The internship is part of the Essential Solutions and Technologies (Nest) package which integrates frugal engineering, education and private-sector partnership in the improvement of neonatal health in developing nations like Malawi.
While in Houston, the four students, Tiwonge Nyirenda, Charity Anisha Matola, Blessings Nyoni and Christopher Dzuwa, will take part in developing prototypes that would be used to reduce preventable deaths in children below age five.
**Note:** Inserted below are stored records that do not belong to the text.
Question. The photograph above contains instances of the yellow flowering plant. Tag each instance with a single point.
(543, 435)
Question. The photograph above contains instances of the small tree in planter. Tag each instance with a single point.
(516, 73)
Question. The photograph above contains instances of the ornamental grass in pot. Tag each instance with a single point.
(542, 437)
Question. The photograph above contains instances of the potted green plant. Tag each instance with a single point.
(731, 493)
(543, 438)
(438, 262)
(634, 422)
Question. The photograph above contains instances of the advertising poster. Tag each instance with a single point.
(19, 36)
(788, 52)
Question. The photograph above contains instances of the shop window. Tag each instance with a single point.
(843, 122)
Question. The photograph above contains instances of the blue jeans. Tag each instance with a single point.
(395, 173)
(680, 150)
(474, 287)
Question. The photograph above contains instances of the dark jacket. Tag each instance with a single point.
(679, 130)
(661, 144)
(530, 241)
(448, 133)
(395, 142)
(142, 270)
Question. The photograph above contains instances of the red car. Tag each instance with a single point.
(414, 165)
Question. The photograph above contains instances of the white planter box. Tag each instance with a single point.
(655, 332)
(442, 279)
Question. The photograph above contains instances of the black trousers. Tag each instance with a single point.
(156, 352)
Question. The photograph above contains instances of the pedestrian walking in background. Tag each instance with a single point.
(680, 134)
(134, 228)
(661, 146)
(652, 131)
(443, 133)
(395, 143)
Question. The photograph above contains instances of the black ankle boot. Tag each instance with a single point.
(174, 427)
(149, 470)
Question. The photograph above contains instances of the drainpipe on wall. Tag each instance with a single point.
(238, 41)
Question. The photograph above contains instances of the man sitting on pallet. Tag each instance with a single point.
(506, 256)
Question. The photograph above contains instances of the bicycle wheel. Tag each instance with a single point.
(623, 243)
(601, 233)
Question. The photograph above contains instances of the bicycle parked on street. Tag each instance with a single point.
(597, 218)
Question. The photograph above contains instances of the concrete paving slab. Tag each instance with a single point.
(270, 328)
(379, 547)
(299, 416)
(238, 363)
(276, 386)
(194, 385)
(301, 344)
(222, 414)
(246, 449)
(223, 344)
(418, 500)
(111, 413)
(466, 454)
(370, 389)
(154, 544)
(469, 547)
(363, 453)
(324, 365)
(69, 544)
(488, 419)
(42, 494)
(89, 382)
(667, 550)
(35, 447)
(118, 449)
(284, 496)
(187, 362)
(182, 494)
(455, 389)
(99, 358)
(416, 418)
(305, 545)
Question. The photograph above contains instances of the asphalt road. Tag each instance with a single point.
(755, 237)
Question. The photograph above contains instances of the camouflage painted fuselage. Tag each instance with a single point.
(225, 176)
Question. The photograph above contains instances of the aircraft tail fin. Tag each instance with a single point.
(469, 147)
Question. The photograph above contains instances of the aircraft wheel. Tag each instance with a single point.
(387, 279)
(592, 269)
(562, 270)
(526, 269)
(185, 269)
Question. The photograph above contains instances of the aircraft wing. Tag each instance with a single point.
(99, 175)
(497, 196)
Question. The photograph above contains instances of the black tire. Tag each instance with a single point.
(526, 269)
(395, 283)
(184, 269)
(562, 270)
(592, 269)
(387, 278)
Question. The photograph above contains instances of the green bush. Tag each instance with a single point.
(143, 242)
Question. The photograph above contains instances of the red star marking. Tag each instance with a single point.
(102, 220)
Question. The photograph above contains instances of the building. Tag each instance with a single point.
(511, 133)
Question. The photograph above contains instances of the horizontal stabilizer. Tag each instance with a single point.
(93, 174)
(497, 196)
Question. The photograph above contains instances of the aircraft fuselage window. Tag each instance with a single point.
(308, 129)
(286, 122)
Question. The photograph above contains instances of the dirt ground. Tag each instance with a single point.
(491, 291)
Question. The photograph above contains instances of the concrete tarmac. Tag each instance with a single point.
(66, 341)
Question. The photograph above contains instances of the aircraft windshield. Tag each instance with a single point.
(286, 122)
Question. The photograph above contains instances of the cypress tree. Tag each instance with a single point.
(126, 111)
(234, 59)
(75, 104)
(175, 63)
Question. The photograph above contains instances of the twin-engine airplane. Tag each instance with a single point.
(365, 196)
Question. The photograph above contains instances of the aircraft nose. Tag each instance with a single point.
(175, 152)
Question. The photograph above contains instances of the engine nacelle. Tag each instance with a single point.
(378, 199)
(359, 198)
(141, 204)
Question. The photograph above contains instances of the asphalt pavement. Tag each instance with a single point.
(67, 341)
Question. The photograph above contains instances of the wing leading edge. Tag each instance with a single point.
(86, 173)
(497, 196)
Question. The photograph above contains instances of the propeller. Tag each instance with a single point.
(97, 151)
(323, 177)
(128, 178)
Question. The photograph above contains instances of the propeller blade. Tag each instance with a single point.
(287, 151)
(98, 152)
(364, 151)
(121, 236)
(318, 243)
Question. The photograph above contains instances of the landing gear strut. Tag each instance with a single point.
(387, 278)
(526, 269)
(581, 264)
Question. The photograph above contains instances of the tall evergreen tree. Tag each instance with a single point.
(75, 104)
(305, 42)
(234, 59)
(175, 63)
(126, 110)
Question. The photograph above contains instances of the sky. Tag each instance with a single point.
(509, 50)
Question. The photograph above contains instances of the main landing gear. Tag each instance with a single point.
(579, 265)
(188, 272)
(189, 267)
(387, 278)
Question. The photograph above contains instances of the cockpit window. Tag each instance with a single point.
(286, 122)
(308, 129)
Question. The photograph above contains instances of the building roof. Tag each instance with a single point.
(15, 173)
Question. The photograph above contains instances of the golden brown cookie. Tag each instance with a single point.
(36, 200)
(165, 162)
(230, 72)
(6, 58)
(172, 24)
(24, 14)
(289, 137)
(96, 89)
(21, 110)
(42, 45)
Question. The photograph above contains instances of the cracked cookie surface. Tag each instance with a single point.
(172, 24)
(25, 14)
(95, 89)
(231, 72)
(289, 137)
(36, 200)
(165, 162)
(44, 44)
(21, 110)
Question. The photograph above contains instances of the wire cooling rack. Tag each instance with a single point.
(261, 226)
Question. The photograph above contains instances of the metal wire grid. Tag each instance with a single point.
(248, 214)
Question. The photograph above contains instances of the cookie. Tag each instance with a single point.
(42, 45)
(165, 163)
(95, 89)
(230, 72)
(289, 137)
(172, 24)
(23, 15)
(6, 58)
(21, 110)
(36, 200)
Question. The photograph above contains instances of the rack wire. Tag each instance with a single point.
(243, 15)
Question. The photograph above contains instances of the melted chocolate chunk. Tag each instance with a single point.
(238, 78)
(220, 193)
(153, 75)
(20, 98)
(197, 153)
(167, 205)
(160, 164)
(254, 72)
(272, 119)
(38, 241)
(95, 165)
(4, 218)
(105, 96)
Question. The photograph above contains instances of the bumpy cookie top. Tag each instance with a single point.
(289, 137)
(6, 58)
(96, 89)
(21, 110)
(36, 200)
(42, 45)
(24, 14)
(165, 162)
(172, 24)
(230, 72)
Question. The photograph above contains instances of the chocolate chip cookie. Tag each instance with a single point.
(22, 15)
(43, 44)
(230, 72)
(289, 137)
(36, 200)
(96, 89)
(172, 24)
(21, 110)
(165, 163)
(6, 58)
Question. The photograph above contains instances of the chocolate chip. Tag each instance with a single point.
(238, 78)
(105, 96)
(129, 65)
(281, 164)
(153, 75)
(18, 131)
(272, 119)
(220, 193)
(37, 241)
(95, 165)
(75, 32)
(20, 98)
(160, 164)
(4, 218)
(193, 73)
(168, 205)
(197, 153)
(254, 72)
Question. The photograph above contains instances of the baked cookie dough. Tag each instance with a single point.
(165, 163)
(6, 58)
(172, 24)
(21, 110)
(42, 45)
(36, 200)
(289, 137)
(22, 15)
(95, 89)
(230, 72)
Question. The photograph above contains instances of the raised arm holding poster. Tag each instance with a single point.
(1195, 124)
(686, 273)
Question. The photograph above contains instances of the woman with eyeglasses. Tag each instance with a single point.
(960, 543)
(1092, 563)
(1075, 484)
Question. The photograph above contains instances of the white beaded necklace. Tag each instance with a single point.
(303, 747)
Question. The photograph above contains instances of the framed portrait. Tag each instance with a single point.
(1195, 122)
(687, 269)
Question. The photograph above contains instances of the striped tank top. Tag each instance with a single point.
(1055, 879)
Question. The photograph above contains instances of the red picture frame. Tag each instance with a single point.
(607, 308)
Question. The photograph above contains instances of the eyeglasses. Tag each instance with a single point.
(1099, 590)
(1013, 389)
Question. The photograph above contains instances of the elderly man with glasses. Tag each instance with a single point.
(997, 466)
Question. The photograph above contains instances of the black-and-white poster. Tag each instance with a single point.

One of the instructors at The Polytechnic’s biochemical engineering studios Matthew Petney said Malawian health workers operate in a very difficult environment when it comes to the prevention of neonatal deaths.
He cite limited resources and a heavy workload as some of the challenges health workers are facing in the country.
“That is why we need more innovations to support the country’s health facilities in reducing under-five deaths, 45 percent of which are preventable. So we are working with the College of Medicine, Queen Elizabeth Central Hospital and The Polytechnic to ensure this number is reduced further,” Petney said.
Petney said the project has already developed a new innovation, the Pumani device, which helps newborn babies breathe.
This device, if used correctly, has the potential of increasing the survival rate of newborn babies in the country,” Petney said.
Charity Matola said she was excited with the opportunity the journey.
“I wouldn’t say much; only that this trip will expose me together with my fellow students to various technologies and innovations out there, I can’t wait to get there,” she said.
Malawi is one of African countries that met the world’s goal to reduce under-five mortality, yet newborn mortality remains high.